A week before the elections my friend Smoketh and I walked around UP Diliman. I wanted to jog, but of course deep in my heart I probably didn’t, because I “forgot” to bring my running shoes, so we just walked around the oval. Which was just as well, as my Runners’ Knee was starting to act up again. When my left knee started to buckle in 2019 whenever I stepped up the stairs I had an MRI done on it, which confirmed the diagnosis. Which was weird and unintentionally pretentious, as I was nothing more than a casual runner.
“The next time we come here in the campus, VVM might already be president,” I told Smoketh. “Also, I can’t believe my book will officially be released during the Marcos regime!”
“For whatever consolation it might give you,” Namtab Pots later on told me when I told him the same points, “maybe you will become this generation’s Lualhati Bautista!”
A few days ago the publisher had sent me samples of possible book covers. It has a cute rubber ducky on the cover, and we were discussing whether we wanted it to be the standard yellow duck, or a black one.
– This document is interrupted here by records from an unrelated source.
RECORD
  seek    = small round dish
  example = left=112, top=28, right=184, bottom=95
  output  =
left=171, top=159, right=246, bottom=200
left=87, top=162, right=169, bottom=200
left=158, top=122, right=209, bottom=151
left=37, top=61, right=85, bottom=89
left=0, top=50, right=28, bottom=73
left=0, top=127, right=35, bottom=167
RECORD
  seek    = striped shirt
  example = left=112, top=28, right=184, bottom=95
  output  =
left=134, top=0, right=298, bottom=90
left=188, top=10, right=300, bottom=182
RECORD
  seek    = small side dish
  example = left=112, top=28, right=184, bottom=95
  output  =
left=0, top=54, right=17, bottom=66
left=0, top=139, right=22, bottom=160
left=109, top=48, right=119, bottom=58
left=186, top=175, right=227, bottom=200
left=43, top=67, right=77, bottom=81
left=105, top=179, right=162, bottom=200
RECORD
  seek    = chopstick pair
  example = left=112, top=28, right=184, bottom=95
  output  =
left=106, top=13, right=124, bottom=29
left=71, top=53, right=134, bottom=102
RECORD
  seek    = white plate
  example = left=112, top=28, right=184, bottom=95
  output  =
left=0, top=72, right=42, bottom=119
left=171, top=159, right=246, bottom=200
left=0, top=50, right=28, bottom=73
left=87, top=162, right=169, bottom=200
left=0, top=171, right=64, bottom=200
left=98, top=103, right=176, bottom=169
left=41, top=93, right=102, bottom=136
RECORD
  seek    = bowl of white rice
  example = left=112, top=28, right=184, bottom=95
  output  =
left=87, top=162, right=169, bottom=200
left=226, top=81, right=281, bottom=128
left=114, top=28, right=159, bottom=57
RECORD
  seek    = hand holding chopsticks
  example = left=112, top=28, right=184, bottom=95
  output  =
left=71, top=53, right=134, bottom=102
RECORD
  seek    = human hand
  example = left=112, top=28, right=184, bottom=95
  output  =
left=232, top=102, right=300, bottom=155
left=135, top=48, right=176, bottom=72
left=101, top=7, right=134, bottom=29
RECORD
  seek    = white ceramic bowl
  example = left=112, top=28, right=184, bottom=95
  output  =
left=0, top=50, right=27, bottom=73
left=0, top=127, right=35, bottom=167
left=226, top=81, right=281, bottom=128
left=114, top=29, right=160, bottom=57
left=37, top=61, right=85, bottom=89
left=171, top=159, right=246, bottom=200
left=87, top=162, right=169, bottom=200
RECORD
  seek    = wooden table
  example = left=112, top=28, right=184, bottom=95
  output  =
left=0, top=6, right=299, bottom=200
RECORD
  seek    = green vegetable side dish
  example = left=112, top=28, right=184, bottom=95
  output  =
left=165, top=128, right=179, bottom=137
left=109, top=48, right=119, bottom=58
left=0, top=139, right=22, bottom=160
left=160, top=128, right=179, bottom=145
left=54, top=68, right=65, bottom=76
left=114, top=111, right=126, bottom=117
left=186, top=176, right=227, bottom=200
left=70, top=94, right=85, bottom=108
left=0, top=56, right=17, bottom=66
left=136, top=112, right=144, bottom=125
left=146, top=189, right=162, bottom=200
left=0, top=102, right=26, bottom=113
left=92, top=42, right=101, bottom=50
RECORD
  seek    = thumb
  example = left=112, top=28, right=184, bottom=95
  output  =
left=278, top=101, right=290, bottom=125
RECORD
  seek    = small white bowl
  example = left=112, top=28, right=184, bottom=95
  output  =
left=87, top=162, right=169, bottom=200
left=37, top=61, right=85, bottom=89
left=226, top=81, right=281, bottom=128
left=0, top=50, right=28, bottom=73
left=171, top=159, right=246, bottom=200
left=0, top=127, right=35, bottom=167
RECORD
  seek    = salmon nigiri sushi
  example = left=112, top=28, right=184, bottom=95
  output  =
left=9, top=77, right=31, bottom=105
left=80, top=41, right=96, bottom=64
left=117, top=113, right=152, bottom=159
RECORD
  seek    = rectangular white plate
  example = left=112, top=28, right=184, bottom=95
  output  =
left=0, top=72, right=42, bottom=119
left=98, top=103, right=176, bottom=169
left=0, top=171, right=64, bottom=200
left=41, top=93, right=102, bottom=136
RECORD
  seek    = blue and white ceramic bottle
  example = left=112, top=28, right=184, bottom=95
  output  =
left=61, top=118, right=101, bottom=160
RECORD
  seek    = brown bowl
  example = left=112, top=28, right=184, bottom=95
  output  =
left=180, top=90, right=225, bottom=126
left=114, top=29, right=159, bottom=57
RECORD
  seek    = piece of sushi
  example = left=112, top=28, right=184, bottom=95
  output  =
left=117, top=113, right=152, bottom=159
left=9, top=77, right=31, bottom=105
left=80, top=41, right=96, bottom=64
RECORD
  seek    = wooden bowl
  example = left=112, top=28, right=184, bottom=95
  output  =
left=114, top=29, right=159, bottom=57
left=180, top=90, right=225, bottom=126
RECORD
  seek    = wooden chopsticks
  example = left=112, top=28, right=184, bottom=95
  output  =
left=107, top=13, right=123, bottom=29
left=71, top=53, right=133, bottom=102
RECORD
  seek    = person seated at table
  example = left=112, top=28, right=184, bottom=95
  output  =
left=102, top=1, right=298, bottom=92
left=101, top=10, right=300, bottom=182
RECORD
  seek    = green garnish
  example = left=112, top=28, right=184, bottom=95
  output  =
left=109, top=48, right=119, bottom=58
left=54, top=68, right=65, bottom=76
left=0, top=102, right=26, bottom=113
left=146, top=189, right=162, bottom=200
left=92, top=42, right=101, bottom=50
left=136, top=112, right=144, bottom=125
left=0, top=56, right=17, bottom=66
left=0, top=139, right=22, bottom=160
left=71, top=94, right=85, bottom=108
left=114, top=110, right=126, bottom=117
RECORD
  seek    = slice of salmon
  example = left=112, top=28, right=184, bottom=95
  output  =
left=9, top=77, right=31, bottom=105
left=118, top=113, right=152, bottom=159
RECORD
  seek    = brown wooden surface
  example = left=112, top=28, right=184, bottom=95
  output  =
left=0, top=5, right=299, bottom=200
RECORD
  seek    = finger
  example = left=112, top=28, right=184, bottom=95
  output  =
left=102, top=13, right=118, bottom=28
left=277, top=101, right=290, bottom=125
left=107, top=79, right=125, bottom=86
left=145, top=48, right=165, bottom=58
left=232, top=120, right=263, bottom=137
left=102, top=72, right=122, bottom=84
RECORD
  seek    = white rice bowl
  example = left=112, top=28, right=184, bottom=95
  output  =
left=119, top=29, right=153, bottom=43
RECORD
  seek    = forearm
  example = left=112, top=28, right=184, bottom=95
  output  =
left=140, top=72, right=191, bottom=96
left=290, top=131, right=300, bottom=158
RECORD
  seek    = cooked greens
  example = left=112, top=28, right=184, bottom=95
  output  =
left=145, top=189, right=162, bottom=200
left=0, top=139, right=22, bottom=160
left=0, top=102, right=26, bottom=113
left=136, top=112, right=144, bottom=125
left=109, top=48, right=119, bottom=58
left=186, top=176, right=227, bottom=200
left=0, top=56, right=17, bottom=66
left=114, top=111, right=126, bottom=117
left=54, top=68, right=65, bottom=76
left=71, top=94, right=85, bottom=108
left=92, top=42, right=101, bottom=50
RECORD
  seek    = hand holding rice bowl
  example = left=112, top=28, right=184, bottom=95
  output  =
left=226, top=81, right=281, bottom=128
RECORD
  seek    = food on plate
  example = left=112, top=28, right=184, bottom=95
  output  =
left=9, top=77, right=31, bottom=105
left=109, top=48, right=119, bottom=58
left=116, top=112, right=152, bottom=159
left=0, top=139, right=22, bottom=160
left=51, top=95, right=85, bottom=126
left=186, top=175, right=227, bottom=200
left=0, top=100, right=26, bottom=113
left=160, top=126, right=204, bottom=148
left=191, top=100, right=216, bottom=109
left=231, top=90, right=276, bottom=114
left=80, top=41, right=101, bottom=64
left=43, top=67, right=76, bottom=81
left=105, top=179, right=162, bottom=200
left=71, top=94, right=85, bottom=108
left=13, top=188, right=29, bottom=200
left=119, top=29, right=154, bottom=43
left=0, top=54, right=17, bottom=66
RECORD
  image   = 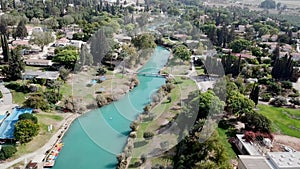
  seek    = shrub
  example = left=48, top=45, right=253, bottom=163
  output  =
left=267, top=82, right=282, bottom=96
left=270, top=96, right=287, bottom=107
left=143, top=132, right=154, bottom=140
left=0, top=145, right=17, bottom=160
left=0, top=91, right=2, bottom=98
left=130, top=121, right=139, bottom=131
left=290, top=98, right=300, bottom=106
left=260, top=93, right=271, bottom=102
left=18, top=113, right=38, bottom=124
left=218, top=119, right=230, bottom=129
left=243, top=131, right=256, bottom=142
left=97, top=66, right=107, bottom=76
left=14, top=119, right=40, bottom=144
left=288, top=93, right=300, bottom=98
left=23, top=93, right=50, bottom=111
left=96, top=94, right=108, bottom=107
left=140, top=154, right=147, bottom=164
left=281, top=81, right=293, bottom=89
left=258, top=77, right=273, bottom=85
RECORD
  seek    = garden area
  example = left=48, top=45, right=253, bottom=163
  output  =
left=11, top=112, right=66, bottom=160
left=257, top=104, right=300, bottom=138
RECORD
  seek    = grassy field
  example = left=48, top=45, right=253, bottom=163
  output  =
left=129, top=77, right=198, bottom=168
left=257, top=104, right=300, bottom=138
left=217, top=128, right=237, bottom=160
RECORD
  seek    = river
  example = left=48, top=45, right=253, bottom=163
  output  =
left=53, top=46, right=170, bottom=169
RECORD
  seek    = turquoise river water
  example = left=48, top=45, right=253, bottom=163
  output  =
left=53, top=46, right=170, bottom=169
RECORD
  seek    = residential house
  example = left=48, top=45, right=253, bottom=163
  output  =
left=22, top=71, right=59, bottom=80
left=25, top=59, right=53, bottom=67
left=232, top=53, right=256, bottom=59
left=55, top=38, right=68, bottom=47
left=69, top=40, right=85, bottom=48
left=12, top=40, right=29, bottom=46
left=238, top=152, right=300, bottom=169
left=238, top=155, right=273, bottom=169
left=172, top=34, right=188, bottom=41
left=114, top=34, right=132, bottom=44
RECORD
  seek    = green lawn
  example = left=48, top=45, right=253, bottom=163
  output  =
left=11, top=91, right=27, bottom=105
left=36, top=113, right=64, bottom=121
left=217, top=128, right=237, bottom=160
left=257, top=104, right=300, bottom=138
left=129, top=78, right=197, bottom=167
left=195, top=67, right=205, bottom=75
left=60, top=83, right=72, bottom=97
left=13, top=113, right=65, bottom=159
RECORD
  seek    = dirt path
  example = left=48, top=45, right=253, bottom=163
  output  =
left=273, top=134, right=300, bottom=152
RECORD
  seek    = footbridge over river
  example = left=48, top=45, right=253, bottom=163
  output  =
left=135, top=72, right=168, bottom=78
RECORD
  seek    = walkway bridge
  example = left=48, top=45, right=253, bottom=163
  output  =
left=136, top=72, right=168, bottom=78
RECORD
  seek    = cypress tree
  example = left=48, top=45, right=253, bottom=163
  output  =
left=250, top=83, right=260, bottom=106
left=1, top=34, right=9, bottom=62
left=14, top=20, right=28, bottom=40
left=90, top=29, right=109, bottom=66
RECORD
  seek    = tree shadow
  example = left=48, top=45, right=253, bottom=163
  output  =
left=105, top=163, right=117, bottom=168
left=134, top=140, right=148, bottom=148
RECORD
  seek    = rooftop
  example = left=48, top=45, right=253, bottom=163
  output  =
left=239, top=155, right=273, bottom=169
left=237, top=134, right=261, bottom=156
left=23, top=71, right=59, bottom=80
left=267, top=152, right=300, bottom=169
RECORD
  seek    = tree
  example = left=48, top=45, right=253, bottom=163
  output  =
left=197, top=90, right=225, bottom=119
left=43, top=17, right=59, bottom=29
left=0, top=20, right=7, bottom=35
left=172, top=45, right=191, bottom=62
left=174, top=129, right=230, bottom=169
left=79, top=44, right=93, bottom=66
left=271, top=54, right=294, bottom=81
left=96, top=94, right=108, bottom=107
left=260, top=0, right=276, bottom=9
left=136, top=13, right=149, bottom=28
left=59, top=67, right=71, bottom=82
left=29, top=31, right=54, bottom=51
left=143, top=132, right=154, bottom=140
left=90, top=29, right=109, bottom=66
left=18, top=113, right=38, bottom=124
left=14, top=119, right=40, bottom=144
left=1, top=34, right=9, bottom=62
left=13, top=20, right=27, bottom=39
left=229, top=39, right=251, bottom=53
left=227, top=91, right=255, bottom=116
left=249, top=83, right=260, bottom=106
left=201, top=24, right=217, bottom=44
left=0, top=145, right=17, bottom=160
left=241, top=111, right=271, bottom=133
left=23, top=94, right=49, bottom=111
left=53, top=49, right=79, bottom=69
left=96, top=66, right=107, bottom=76
left=221, top=54, right=241, bottom=76
left=130, top=120, right=139, bottom=131
left=132, top=33, right=156, bottom=50
left=1, top=49, right=25, bottom=81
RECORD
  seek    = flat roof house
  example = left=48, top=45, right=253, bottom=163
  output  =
left=25, top=59, right=53, bottom=67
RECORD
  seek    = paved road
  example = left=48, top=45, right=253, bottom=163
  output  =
left=0, top=84, right=12, bottom=105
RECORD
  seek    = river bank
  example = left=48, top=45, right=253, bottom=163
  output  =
left=51, top=46, right=170, bottom=169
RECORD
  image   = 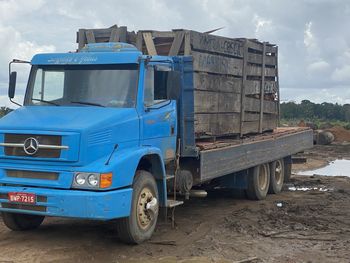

“Maybe the black one emanates bad vibes,” Smoketh said. “It actually looks like the raven in Edgar Allan Poe’s The Raven.”
“You might be accused of supporting blackface with the black duck,” Namtab Pots said, preemptively taking the potential woke point-of-view.
“He is so cute but why is he wearing a wide-brimmed hat?” Asked LinDLR. “Is he enjoying his last few days in the beach?”
“Can the duck wear a pink bowtie?” I asked the publisher. “Or, or, or, a flower like Jasmine Trias!” Except, we realized, that the duck has no ears. Needless to say, this book is the most un-Lualhati Bautista book of all.
Time to re-read Dekada ’70, Bata Bata, and Gapo.